The USDA has predicted that grain export shipments, particularly corn, will double in 2014. TEMCO grain export terminal in Tacoma, which normally ships out on average 200 to 250 million bushels of grain a year, recently played host to a group of ag producers from the Midwest who were here in the state touring export terminals that ship ag commodities to Pacific Rim countries. Terry Johnson, manager of the TEMCO terminal, told the visiting group that there is plenty of corn coming through this year compared to last year, when the terminal was actually shut down for a while.
JOHNSON: Five to six months we did nothing, and we didn't even have a ship call at the birth. So, it's good to have vessels, and it's good to have grain to move - even if it's not the best logistics year with the railroad.
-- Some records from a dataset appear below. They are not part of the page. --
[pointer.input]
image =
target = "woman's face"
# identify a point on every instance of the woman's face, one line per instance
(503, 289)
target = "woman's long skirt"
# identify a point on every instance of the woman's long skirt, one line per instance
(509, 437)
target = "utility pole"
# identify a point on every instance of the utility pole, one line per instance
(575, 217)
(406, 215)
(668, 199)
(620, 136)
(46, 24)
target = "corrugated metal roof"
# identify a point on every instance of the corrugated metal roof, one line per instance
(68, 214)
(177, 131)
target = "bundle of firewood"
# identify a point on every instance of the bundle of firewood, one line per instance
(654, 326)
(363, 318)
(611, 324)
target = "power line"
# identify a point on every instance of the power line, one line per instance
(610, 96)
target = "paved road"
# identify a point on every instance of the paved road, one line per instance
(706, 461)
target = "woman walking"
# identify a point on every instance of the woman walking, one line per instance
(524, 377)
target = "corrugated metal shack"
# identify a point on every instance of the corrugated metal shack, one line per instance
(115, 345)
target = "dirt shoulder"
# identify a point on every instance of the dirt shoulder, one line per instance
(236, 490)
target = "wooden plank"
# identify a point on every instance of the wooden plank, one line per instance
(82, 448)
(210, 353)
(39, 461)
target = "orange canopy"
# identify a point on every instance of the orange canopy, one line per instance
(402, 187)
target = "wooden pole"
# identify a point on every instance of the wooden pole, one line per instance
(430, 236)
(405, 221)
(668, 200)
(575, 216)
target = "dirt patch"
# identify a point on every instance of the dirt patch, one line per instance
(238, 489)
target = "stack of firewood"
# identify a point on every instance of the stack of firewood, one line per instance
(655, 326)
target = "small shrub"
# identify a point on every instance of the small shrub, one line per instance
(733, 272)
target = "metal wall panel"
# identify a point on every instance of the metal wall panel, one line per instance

At least we're loading grain and we're trying to keep the doors open.
Those logistic problems Johnson mentioned have been due to increased energy shipments of coal and oil by rail into the Pacific Northwest. Johnson also told the visiting group that grain shipped from Washington ports has an advantage over those shipments that have to go through the Panama Canal by cutting travel times and cost.
At the recent Washington Grain Commission's meeting wheat growers in the south central region of the state reported a lack of needed moisture since last fall, which has resulted in a greater amount of winter damage and higher than normal reseeding. Also reported was a shortage of available spring seed for areas like the Horse Heaven Hills that begin seeding earlier than most. This is due in part to the reluctance of some elevators in later growing regions to release seed before they're confidant they will have enough for local growers.
That's Washington Ag Today.
I'm Lacy Gray on the Ag Information Network.